Sometimes her suffocating mama-bear routine was tolerable. Other times, she was insufferable. Today was insufferable. Insufferable and on an anniversary cruise, so even if I wanted to rant at her, it was virtually impossible. Unless she called me, which likely wasn’t about to happen.

I called my assistant and asked her to put together a little treat for the trio of ladies I needed to meet with in the next hour. Hopefully, French pastries and spa gift cards would make them more understanding of the bad news I was going to deliver.
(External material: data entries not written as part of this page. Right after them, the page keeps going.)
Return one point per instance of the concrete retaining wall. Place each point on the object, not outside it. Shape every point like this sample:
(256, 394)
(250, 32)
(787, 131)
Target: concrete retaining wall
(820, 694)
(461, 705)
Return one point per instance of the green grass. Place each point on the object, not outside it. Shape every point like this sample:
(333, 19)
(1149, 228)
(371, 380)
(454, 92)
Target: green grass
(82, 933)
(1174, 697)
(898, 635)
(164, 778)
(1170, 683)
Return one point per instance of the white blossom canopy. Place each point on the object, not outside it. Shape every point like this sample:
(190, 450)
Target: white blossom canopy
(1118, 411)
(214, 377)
First, I let my sister rope me into donating to the Gullah Historical Preservation Society. Then, it was joining the Society. Next, she hit me with we need your planning expertise on this committee or that. Her final below-the-belt hit came when she oh so subtly reminded me that Mother had been a part of the Society and how important it was for us to both work to keep the legacy alive. Five years later and I’m co-chairing a gala committee. I’m bringing in donors and going to City Council meetings. For the most part, I enjoyed it, not that I would ever tell Cass that with a straight face. I had to give her a little grief or she wouldn’t think twice about dragging me into all sorts of things she just knew I needed in my life.
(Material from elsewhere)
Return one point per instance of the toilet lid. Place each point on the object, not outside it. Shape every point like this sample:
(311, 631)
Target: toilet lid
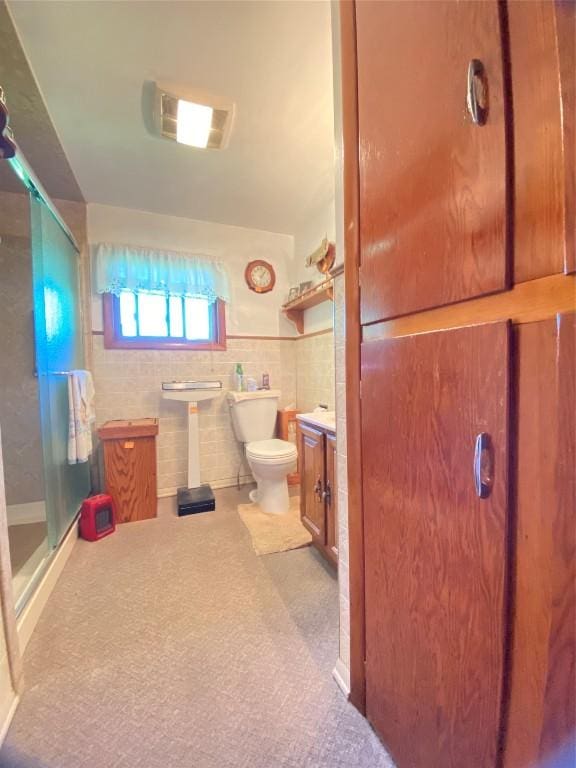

I loved South Carolina and all the history of our ancestors in this area. Hell, I had a minor in history studying that very thing. It was the party planning and attending events that drove me nuts. Half of the older ladies refused to believe I was gay for real, so they kept trying to fix me up with the right woman. Short of shouting, “I prefer cock!” I really didn’t see a more effective solution to that particular problem. So, I went on several very polite and very awkward dates. The other half of the ladies believed in my gayness as much as I did and swore they had the perfect gay nephew or grandson that would sweep me off my feet. In reality, all that happened was I ended up dancing the night away at those events with a bunch of widowed old ladies that smelled like they’d rolled around in a garden all day.